The use of a severity rating system facilitates consistent handling of reports and prevents potential downplay of the importance of an event.4 However, a rating system works only if reporters are knowledgeable about the system and are able to apply it consistently. In practice, clinicians are often uncertain about how to use incident reporting systems.5 A study carried out to assess the reliability of the severity rating scale used by the National Reporting and Learning System in England and Wales for medication errors showed that there were marked differences in the severity ratings graded between different health professional groups, and at different times rated by the same individuals.6 Studies evaluating the SAC system have also found poor agreement between raters.7 ,8 Severity rating was highly subjective, and reporters were generally hesitant in ranking incidents with a high severity score.7 It was further found that the rating of severity was determined by criteria other than the stated policy, and resource limitations are a major influence.8 Clinicians may report an incident at a lower severity level so as to avoid the disruption of formal investigation for themselves and their colleagues. Conversely, clinicians may assign low-severity incidents a higher severity score, in an attempt to escalate the matter to management, rather than managing it at the local level.

Thus the assignment of severity rating to incident reports is highly variable. Current methods, which rely on retrospective manual review of incident reports, do not facilitate timely detection of safety problems. In one Australian state alone, 62 369 patient safety incidents were reported between January and June 2009.9 This is equivalent to 20 incidents per 1000 bed days, or 8.2% of admissions. Manual reviews are not only time consuming, they also suffer from a lack of consistency as to what constitutes a high-risk event, and there is no agreement on how to classify or prioritize harm.

Text classification using machine learning has been used successfully to identify safety issues in aviation incident reports.1012 In healthcare, automated text classification has also been applied in detecting adverse events or disorders in clinical text,13 including automatic identification and classification of surgical margin status from pathology reports,14 automatic detection of disorders in chest radiograph reports,15 ,16 and detection of adverse events in discharge summaries.17 ,18 However, automated classification of the severity of adverse events in clinical incident reports remains relatively unexplored. A recent study examined the use of text classification to detect anaphylaxis incident reports.19 In our previous work, we investigated the feasibility of applying statistical text classification as an alternative to manual review of clinical incident reports. Classifiers based on Naïve Bayes algorithm and Support Vector Machine (SVM) were constructed to automatically identify groups of related incidents from reporting systems.20 These techniques performed well in identifying incident types such as patient misidentification and handover failure. In the present study, we turned our attention to the recognition of severity of harm across incident types, as this is the most common driver for institutional investigations. We hypothesize that the techniques used to predict incident types can also be applied to identification of incident severity. Specifically, our study objective was to determine if automated text classification can (1) perform equally well or better than a human classifier and (2) identify high-severity cases in reports that were either not initially classified or misclassified by the reporter. Our ultimate goal was to demonstrate that automated text classification is sufficiently robust to automatically monitor large volumes of incident reports.

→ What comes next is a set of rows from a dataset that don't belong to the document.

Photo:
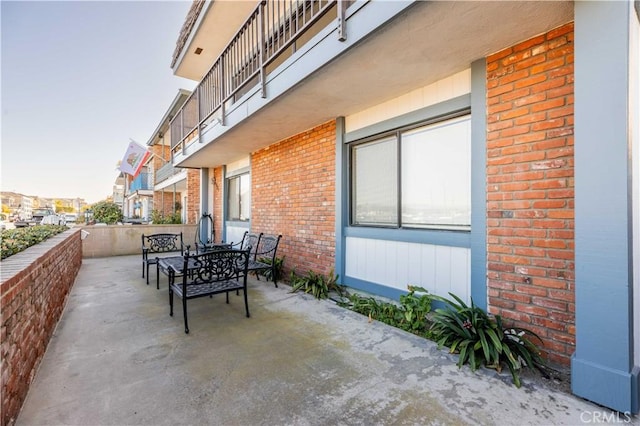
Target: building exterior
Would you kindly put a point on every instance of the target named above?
(118, 190)
(22, 205)
(488, 149)
(176, 190)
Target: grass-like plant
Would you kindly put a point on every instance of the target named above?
(268, 273)
(480, 338)
(409, 315)
(316, 284)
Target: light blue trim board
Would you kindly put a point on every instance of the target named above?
(602, 367)
(204, 200)
(449, 106)
(479, 293)
(373, 288)
(421, 236)
(341, 196)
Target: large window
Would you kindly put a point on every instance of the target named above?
(239, 197)
(414, 178)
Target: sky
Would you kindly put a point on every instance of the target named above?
(78, 81)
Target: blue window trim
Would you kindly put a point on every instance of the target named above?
(475, 239)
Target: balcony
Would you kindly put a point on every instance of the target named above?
(280, 78)
(142, 182)
(262, 41)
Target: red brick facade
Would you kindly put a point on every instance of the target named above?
(530, 188)
(293, 194)
(193, 196)
(218, 185)
(35, 286)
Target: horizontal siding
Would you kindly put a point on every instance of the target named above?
(439, 269)
(440, 91)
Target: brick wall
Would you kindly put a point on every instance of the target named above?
(164, 203)
(217, 201)
(34, 290)
(293, 194)
(193, 196)
(530, 188)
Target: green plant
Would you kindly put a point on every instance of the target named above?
(19, 239)
(409, 315)
(107, 212)
(479, 339)
(268, 273)
(415, 309)
(316, 284)
(171, 218)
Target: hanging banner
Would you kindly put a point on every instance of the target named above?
(134, 159)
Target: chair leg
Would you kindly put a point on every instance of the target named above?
(246, 302)
(184, 309)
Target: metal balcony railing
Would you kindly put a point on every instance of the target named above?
(141, 182)
(273, 27)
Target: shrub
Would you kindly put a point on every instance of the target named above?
(479, 339)
(409, 315)
(107, 212)
(316, 284)
(19, 239)
(171, 218)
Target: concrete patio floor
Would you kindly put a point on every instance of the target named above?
(118, 358)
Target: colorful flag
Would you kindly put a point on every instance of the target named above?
(134, 159)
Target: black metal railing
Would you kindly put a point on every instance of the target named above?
(166, 171)
(272, 28)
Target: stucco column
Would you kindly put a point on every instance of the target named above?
(602, 367)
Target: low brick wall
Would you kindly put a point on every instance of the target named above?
(34, 288)
(121, 240)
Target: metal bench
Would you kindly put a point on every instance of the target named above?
(214, 272)
(264, 256)
(159, 244)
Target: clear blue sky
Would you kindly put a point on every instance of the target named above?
(78, 79)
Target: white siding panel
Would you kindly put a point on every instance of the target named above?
(439, 269)
(443, 270)
(460, 276)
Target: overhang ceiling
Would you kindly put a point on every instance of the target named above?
(425, 43)
(220, 22)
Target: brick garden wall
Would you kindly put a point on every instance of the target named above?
(293, 194)
(34, 290)
(530, 188)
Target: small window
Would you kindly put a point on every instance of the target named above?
(239, 198)
(375, 189)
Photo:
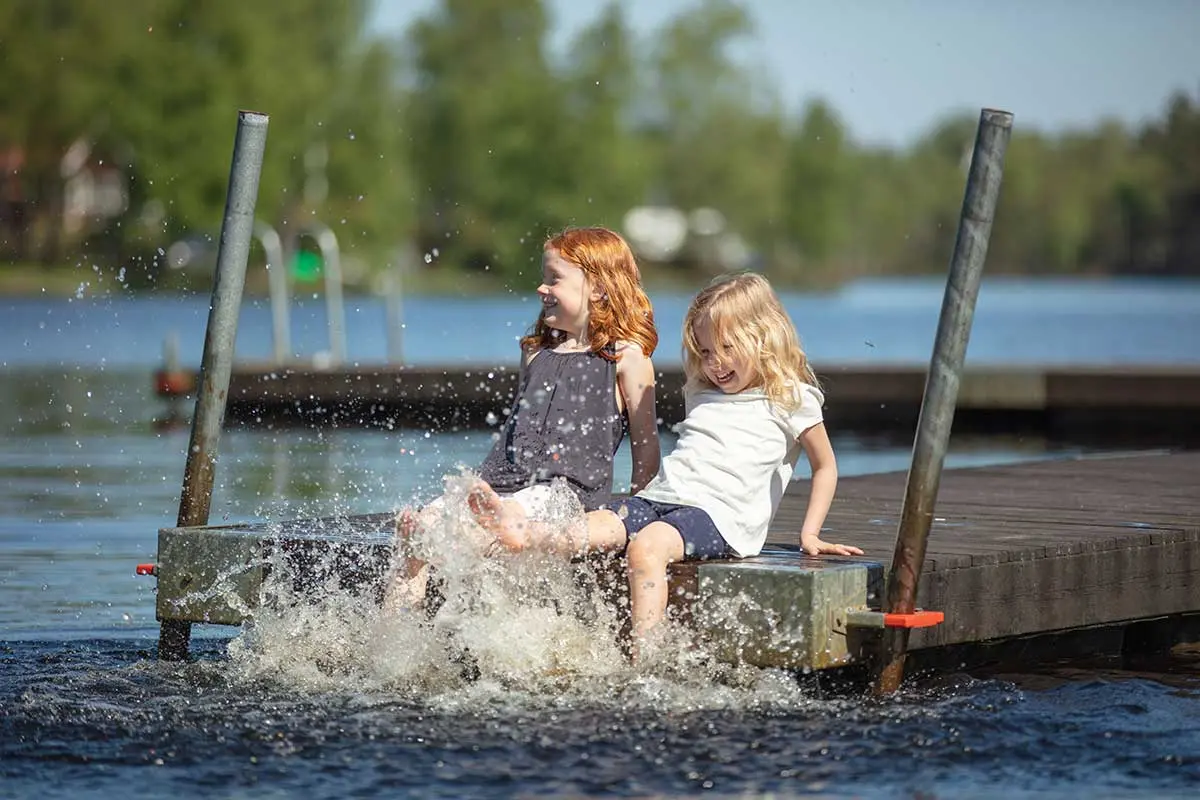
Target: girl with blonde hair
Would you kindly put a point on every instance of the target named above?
(753, 407)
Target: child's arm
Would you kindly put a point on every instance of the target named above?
(635, 379)
(825, 482)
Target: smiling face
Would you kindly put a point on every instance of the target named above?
(720, 361)
(565, 294)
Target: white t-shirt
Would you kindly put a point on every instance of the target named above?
(733, 459)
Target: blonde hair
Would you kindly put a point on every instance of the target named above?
(744, 312)
(623, 312)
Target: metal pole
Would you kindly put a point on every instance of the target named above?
(216, 364)
(942, 384)
(335, 308)
(277, 286)
(394, 290)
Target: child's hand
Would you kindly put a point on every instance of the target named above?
(815, 546)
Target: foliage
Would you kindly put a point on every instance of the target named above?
(473, 136)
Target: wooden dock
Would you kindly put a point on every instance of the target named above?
(1055, 547)
(1146, 405)
(1099, 552)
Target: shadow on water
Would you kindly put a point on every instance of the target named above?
(96, 717)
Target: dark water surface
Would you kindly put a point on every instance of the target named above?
(334, 701)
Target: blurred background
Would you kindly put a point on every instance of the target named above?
(817, 142)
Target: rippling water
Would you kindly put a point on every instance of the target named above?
(531, 698)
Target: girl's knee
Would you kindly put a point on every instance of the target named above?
(654, 547)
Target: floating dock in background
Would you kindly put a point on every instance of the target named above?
(1153, 404)
(1101, 554)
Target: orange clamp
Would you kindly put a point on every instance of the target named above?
(916, 619)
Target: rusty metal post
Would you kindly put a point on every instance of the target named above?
(216, 364)
(942, 385)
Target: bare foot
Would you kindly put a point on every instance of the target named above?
(504, 519)
(409, 575)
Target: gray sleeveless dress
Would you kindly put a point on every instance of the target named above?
(564, 423)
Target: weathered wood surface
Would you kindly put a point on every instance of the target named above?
(1139, 402)
(1036, 547)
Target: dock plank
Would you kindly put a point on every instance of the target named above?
(1037, 547)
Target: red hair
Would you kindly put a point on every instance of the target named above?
(623, 312)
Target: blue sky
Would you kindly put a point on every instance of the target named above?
(893, 67)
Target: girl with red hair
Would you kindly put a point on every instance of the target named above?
(586, 380)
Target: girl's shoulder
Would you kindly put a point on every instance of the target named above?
(629, 354)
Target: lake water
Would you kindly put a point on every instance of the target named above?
(335, 702)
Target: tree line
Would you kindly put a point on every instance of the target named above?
(469, 137)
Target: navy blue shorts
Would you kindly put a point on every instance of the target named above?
(701, 539)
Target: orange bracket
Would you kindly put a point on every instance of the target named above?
(880, 619)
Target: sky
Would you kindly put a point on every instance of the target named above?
(893, 68)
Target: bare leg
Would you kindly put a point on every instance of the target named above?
(651, 551)
(508, 522)
(503, 518)
(409, 575)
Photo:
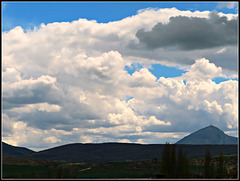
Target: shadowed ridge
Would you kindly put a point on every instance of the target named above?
(208, 135)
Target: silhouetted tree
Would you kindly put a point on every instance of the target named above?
(221, 169)
(208, 167)
(182, 166)
(173, 160)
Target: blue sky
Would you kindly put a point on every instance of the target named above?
(30, 14)
(129, 76)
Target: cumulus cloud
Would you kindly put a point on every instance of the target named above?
(229, 5)
(70, 84)
(190, 33)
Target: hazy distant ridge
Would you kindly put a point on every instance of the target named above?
(208, 135)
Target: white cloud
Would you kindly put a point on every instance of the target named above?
(229, 5)
(66, 82)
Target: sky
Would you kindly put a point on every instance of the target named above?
(131, 72)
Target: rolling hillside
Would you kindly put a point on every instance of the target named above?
(112, 152)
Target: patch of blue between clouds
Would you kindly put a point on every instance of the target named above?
(218, 80)
(157, 70)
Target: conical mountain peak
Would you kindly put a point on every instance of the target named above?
(208, 135)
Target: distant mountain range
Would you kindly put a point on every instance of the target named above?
(112, 152)
(208, 135)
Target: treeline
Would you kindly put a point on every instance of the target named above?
(177, 165)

The Advanced Incident Management System (AIMS)

The AIMS reporting system was set up by the Australian Patient Safety Foundation in the late 1980s as an initiative to reduce adverse events in anesthetic practice.21 Participating anesthetists were invited to report, on an anonymous and voluntary basis, any unintended incident that reduced or could have reduced the safety margin for a patient. Later the system was extended beyond anesthesia to other specialties.22 The system is increasingly being adopted by hospitals across Australia.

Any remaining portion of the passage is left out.